March 04, 2006

Time for updated clocks?: This is something I noticed in the Torino luge & bobsled events -- the times are shaved so damn close, it's perhaps time for newer and more accurate clocks that measure speed 1/1000th of a second instead of 1/100's. Yesterday Kitchener's Kelly Vanderbeek came 4th in a World Cup Super-G ski event. But she was only 1/100th of a second behind the winner. That's right, the three women in front of her standing on the podium (Lindsey Kildow, Michaela Dorfmeister and Nadia Stygerall) had the same time: 1 minute, 18.65 seconds. Vanderbeek was .01 seconds back in 4th place. Is it time we started splitting the 1/100ths?

posted by the red terror to other at 01:45 PM - 6 comments

"Only 0.12 separated the top eight skiers — one of the tightest finishes in alpine ski history."

posted by the red terror at 01:48 PM on March 04, 2006

Australian V8 Supercars already use timing to four decimal places, so ten thousandth of a second. F1 has used timing to the thousandth for over 20 years. Can't understand why they haven't adopted it in all timed sports. Do the timing companies charge more for more accuracy?

posted by Drood at 02:37 PM on March 04, 2006

The more accuracy the better...as a scientist I find that the closer my measurements are, the better the data...and if we have the technology to do so, then hells yeah, we should use it... It could be ALL the difference between a medal and a 4th place finish...

posted by chemwizBsquared at 01:42 AM on March 05, 2006

I was asking this question during the olympics. And then I was asking, if everyone in the top ten of an event is within a couple hundredths of a second of one another, can you really say any one of them is better than any other? In the case of downhill skiing, maybe the fourth plave finisher ran into a slight breeze, or a tiny bump left by the last racer. I think at that level of detail, winning or losing is beyond human control. It's not necessarily the athletes you are measuring, it's circumstance. Still, you gotta measure something, right?

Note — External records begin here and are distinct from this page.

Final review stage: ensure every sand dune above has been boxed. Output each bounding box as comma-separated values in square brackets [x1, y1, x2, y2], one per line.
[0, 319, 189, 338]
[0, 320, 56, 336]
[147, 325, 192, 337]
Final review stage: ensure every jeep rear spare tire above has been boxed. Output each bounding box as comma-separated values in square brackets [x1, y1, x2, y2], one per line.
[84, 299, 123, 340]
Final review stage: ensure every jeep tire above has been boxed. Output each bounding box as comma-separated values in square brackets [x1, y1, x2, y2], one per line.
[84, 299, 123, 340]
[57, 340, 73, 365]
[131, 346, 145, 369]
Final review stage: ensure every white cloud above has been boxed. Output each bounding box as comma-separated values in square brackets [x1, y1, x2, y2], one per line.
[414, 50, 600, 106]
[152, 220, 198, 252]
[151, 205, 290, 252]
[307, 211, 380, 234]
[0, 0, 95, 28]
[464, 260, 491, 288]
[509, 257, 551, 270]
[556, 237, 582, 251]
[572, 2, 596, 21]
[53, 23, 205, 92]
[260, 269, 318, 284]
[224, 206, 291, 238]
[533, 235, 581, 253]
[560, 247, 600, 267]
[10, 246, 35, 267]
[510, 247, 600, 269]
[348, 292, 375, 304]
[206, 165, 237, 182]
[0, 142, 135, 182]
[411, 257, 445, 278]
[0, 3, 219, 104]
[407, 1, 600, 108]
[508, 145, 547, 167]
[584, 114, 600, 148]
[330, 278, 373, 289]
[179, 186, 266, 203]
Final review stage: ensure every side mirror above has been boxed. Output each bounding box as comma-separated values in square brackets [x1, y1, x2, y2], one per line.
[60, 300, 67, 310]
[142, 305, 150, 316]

posted by fabulon7 at 07:04 PM on March 05, 2006

But don't confuse precision and accuracy. Just because you make your clocks more precise doesn't mean that you can actually measure the time on the course to a thousandth or a ten-thousandth of a second. If that last digit is just random noise, then you aren't measuring anything; you're just giving the illusion of a measurement.

posted by Amateur at 07:40 PM on March 05, 2006

I think at that level of detail, winning or losing is beyond human control. It's not necessarily the athletes you are measuring, it's circumstance. It's interesting, though. In the luge/bobsleigh, the margins are incredibly slim, and yet appear to be repeatable. They run four heats, and the same guy wins all four by a few hundredths of a second -- or maybe 1st,2nd,2nd,1st. That suggests that it is not random, and that you can actually measure these small differences between the athletes (or their sleds, but that's a different issue). Alipine skiing is quite different. I bet if you ran the same downhill course thirty times in a month, you would get twenty different podiums. So even though the margins are bigger, the 'random chance' factor is higher.